Finalmente llegó el día que muchos trabajadores esperaban. Desde este miércoles 15 de julio, la reducción de la jornada laboral se hace efectiva y pasa de 48 a 42 horas semanales, permitiendo que los empleados tengan más tiempo para compartir con sus seres queridos.
La reducción, que pasó de 48 horas en 2022 a 42 en 2026, se implementó de manera gradual. Sin embargo, con esta nueva jornada desaparece el beneficio del Día de la Familia y las empresas deberán ajustar sus actividades a un menor número de horas semanales.
Ante ello, la nueva normativa, contemplada en la Ley 2101 de 2021, establece algunas reglas que no pueden modificarse y advierte a los empleadores sobre la obligación de cumplirlas.

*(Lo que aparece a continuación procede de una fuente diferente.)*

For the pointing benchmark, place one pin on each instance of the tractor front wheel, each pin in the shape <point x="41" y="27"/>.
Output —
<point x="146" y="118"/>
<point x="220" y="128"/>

- El salario no disminuye: este ha sido uno de los puntos en los que más se ha insistido, pues el hecho de trabajar una jornada más corta no significa que el salario se reduzca.
- Ahora una hora de trabajo vale más: el valor de la hora trabajada aumenta, no solo por el incremento cercano al 4,8 % derivado de la reducción de la jornada, sino también por el aumento del salario mínimo decretado por Gustavo Petro.
- Desaparece el Día de la Familia: con la incorporación total de la reducción de la jornada, el empleador queda exonerado por ley de otorgar este beneficio semestralmente. Si desea mantenerlo, podrá hacerlo, pero ya no estará obligado.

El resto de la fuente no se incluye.